= One Room Schoolhouse Park =

Public park in Queens, New York

One Room Schoolhouse Park is a small park located on the southeast corner of Astoria Boulevard and 90th Street in the East Elmhurst neighborhood of Queens, New York City. Its name recalls the site of Queens's last one-room schoolhouse, demolished in 1934. The schoolhouse was built only five years after New York State required compulsory education for children in 1874. Last called P.S. 10, the school was also known as the Bowery Bay School, after an earlier school established in 1734, and as the Frogtown School. Frogtown was a poor community located in a swampy area north of Astoria Boulevard, near the present-day LaGuardia Airport. Emma Fagan headed the school from 1879 to 1910. The 15 by 28 ft classroom had capacity for fifty-two students divided into six classes. The six rows of desks were arranged according to the age and ability of the students. The beginners were seated at the smaller desks in the front, while the more advanced students occupied the back rows. In the center of the classroom, a stove with a pipe extending to the roof that kept the space warm during winter.

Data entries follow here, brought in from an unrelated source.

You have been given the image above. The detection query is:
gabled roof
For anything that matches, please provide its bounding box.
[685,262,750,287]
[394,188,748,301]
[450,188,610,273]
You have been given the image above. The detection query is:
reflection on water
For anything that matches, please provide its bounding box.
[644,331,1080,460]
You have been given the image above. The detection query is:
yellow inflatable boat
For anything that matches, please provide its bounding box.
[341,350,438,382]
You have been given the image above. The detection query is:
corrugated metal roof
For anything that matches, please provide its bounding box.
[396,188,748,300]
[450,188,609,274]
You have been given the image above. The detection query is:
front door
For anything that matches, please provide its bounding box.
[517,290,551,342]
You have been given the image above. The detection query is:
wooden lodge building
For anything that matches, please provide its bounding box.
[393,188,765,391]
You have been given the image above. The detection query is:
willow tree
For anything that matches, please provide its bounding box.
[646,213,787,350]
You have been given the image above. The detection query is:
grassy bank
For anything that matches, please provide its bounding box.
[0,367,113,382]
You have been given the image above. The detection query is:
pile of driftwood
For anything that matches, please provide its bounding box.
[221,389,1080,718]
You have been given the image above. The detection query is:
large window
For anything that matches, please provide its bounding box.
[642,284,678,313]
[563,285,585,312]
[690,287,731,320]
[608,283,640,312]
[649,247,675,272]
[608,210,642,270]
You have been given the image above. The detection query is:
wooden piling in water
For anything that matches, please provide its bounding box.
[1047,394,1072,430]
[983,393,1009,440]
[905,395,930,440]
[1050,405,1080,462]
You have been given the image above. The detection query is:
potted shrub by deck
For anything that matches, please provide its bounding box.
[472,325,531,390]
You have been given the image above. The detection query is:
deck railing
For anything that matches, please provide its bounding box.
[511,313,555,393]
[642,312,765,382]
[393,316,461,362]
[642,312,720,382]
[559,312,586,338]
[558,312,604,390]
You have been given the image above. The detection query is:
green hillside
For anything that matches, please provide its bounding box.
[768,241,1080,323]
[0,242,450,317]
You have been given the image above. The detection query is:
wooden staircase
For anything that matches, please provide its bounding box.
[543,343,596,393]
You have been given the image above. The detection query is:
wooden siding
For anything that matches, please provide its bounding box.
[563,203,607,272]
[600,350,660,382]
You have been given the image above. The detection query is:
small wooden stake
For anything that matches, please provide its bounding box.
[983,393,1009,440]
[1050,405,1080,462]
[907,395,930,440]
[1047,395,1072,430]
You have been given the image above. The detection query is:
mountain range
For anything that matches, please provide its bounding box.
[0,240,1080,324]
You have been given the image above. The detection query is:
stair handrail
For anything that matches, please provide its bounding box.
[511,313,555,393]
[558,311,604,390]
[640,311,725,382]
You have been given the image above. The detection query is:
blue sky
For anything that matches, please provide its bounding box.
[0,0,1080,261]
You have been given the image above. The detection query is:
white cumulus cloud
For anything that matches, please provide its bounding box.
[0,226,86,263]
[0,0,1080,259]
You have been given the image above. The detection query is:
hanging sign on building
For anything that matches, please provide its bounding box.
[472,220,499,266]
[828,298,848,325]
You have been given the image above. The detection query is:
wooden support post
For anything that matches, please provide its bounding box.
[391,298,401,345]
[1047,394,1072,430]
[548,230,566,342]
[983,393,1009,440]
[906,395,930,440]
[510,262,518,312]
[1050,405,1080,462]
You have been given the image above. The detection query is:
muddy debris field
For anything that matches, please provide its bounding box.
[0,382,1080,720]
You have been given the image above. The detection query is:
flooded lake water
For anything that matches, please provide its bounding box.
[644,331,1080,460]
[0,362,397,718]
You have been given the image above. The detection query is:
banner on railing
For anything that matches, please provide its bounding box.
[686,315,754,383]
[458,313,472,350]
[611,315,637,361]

By 1910, the expanding needs of immigrant populations and the reform movement that created the public education system had rendered one-room schoolhouses obsolete. The schoolhouse closed in 1925, but a temporary school building was still in use at the site when Parks acquired the 0.14 acre property from the Board of Education in 1934. Increased population in the neighborhood necessitated the construction of a new playground that opened to the public in December 1935. Subsequent decades saw the playground transformed into a sitting area. In 2015, the City Council allocated funding for the restoration of this park. The redesign of the park will commence following informational sessions to incorporate public input on the park’s features. Work on the renovation started in 2019.